Of course our perspectives differed a little. I take online presence and social media for granted and Umberto knows the ins-n-outs or drop mailers and print advertising. The later comes at a real cost, like cold hard cash kind of cost while the former is free… or is it?
It got me thinking when I got home, what’s the real cost of social media and online marketing? What is the mental tax and real cost of labour involved. I bet when it really comes down to it, dollar for dollar, the physical path become a lot cheaper then the metaphysical path.
###Real World vs Online
Consider this; a graphic artist may put anywhere from 2 to 6 hours into a flyer, that flyer gets printed for a couple hundred dollars, that flyer gets handed out home to home for a couple hundred more. Regardless of internet connectivity or technical know-how, the information on that flyer has now reached thousands of homes guaranteed, and may very well remain there anywhere from a few days to a few weeks. Heck if your flyer is a Pizza or Chinese food menu, that flyer might remain stuck on the fridge for years to come. Total cost for such longevity? Anywhere from $500 to $5000.
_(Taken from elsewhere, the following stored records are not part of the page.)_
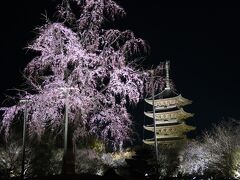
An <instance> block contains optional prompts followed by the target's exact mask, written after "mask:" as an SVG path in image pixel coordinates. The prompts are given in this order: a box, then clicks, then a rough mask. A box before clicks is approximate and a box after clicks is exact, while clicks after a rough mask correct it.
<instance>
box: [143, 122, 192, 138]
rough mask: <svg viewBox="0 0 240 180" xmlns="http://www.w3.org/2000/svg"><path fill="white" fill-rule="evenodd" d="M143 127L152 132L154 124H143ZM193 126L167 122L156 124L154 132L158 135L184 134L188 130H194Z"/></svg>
mask: <svg viewBox="0 0 240 180" xmlns="http://www.w3.org/2000/svg"><path fill="white" fill-rule="evenodd" d="M143 128H144V129H146V130H148V131H151V132H154V125H153V124H152V125H148V126H143ZM195 129H196V128H195V127H193V126H189V125H187V124H185V123H177V124H169V125H164V126H156V133H157V134H158V135H163V134H164V135H172V134H176V135H177V134H184V133H187V132H189V131H192V130H195Z"/></svg>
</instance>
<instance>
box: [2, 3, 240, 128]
mask: <svg viewBox="0 0 240 180" xmlns="http://www.w3.org/2000/svg"><path fill="white" fill-rule="evenodd" d="M117 2H119V3H120V4H121V5H122V6H123V7H124V9H125V10H126V12H127V17H126V18H125V19H124V20H122V21H121V23H118V25H117V26H119V27H121V28H123V29H124V28H125V29H131V30H133V31H134V32H135V34H136V35H137V36H138V37H141V38H143V39H145V40H146V41H148V43H149V44H150V46H151V55H150V57H148V59H147V61H148V64H149V65H150V64H158V63H159V62H160V61H164V60H170V61H171V74H170V75H171V78H172V79H173V81H174V83H175V85H176V88H177V90H178V92H180V93H181V94H182V95H183V96H184V97H186V98H189V99H191V100H193V104H192V105H191V106H189V107H188V111H190V112H193V113H195V117H194V119H193V123H194V124H195V125H196V126H197V127H198V128H199V130H201V129H202V128H204V127H210V126H211V124H212V123H214V122H218V121H220V120H221V119H223V118H227V117H233V118H236V119H240V109H239V104H238V103H239V102H240V96H239V91H240V85H239V84H240V83H239V72H240V69H239V66H240V61H239V60H240V49H239V48H240V26H239V20H240V9H237V8H182V7H171V8H169V7H166V6H164V5H162V4H158V2H159V1H157V0H118V1H117ZM14 3H16V2H14ZM17 3H18V4H13V2H5V3H3V4H2V5H1V7H2V8H3V10H2V11H1V28H0V36H1V37H0V38H1V43H0V60H1V66H0V67H1V69H0V82H1V91H0V93H1V94H0V97H1V98H0V100H1V102H2V100H3V94H4V93H8V92H7V89H10V88H13V87H17V86H19V84H20V83H21V79H22V78H21V71H22V70H23V68H24V66H25V65H26V64H27V63H28V62H29V61H30V60H31V58H32V56H31V53H29V52H27V51H26V49H23V48H24V47H25V46H26V45H27V43H28V42H30V41H31V40H32V39H33V38H34V37H35V33H34V31H33V30H34V28H35V27H36V26H39V25H42V24H43V23H44V20H43V19H44V18H43V16H42V14H45V11H47V12H48V13H47V14H49V16H51V15H52V13H53V11H54V6H55V5H56V3H57V0H48V1H46V0H45V1H43V0H38V1H32V0H22V1H21V2H17Z"/></svg>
Now let’s look at the flip side, social media and the “free” online presence. You want to maximize your impact, so you invest your “free” time in a blog, [Twitter](http://twitter.com/ “Twitter: What are you doing?”), [FaceBook](http://www.facebook.com/ “Incompatible Browser | Facebook”), [LinkedIn](http://www.linkedin.com/ “LinkedIn: Relationships Matter”) and maybe a pinch of [Tumblr](http://www.tumblr.com/ “Tumblr”) if you’re really in the game. But what kind of investment are we talking about here? Do you want your blog to be really noticed? Then you have to post to it more than once a week. What’s that take? A post like this might take a couple of hours once you’ve collected your thoughts, images, proof read (*cough*) and publish.
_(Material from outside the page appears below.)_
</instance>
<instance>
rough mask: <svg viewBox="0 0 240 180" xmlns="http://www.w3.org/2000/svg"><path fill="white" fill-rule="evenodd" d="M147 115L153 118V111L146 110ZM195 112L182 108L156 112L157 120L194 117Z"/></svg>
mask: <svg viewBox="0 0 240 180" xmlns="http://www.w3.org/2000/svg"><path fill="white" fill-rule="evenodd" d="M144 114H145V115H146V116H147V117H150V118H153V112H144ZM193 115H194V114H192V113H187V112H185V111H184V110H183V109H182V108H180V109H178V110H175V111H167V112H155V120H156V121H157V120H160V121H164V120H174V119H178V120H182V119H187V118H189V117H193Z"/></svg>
(http://twitter.com/ “Twitter: What are your doing?”)How about Twitter then? To be honest, if you’re not a moderately attractive woman with a few geeky words to say about tech gear, your chances of building up an instant following are slim to none. I have been on [Twitter](http://twitter.com/seyDoggy “Twitter: What is seyDoggy doing?”) for nearly two years and only have [300+ followers](http://twitterholic.com/seyDoggy/ “SeyDoggy Stats & Rankings (seyDoggy) | Twitterholic.com”). I’ve amassed nearly 6,500 posts on Twitter. That’s about to 9.25 posts a day. Even if each post only took me 1.5 minutes, you’re looking at nearly 15 minutes spent each and every single day for almost two years posting to Twitter… that’s about 91 hours per year, or tens of thousands of dollars worth of man hours spent on 300 people, a fraction of which actually care enough to pay attention. My advice, get into Twitter for the love of community, not for a leg up in the market.
So where does that leave FaceBook, LinkedIn and Tumblr then? Well, take the above paragraph and divide the followers by two, then increase the effort by two and you have a $ per eyeball ratio that is four times as costly as Twitter (or 25% as effective depending on your perspective).
###The Best Approach
Is there a best approach? Different markets will have different needs. Certain demographics will embrace one approach more than the other so it depends on what your target market is. It wouldn’t make a lot of sense for me to market my downloadable RapidWeaver themes in a flyer sent to a few thousand local area homes, but that’s not to say I couldn’t benefit from the exposure. But Plus Branding, on the other hand could benefit immensely from both an online presence *and* a distributed print approach. But it’s finding the balance that is key.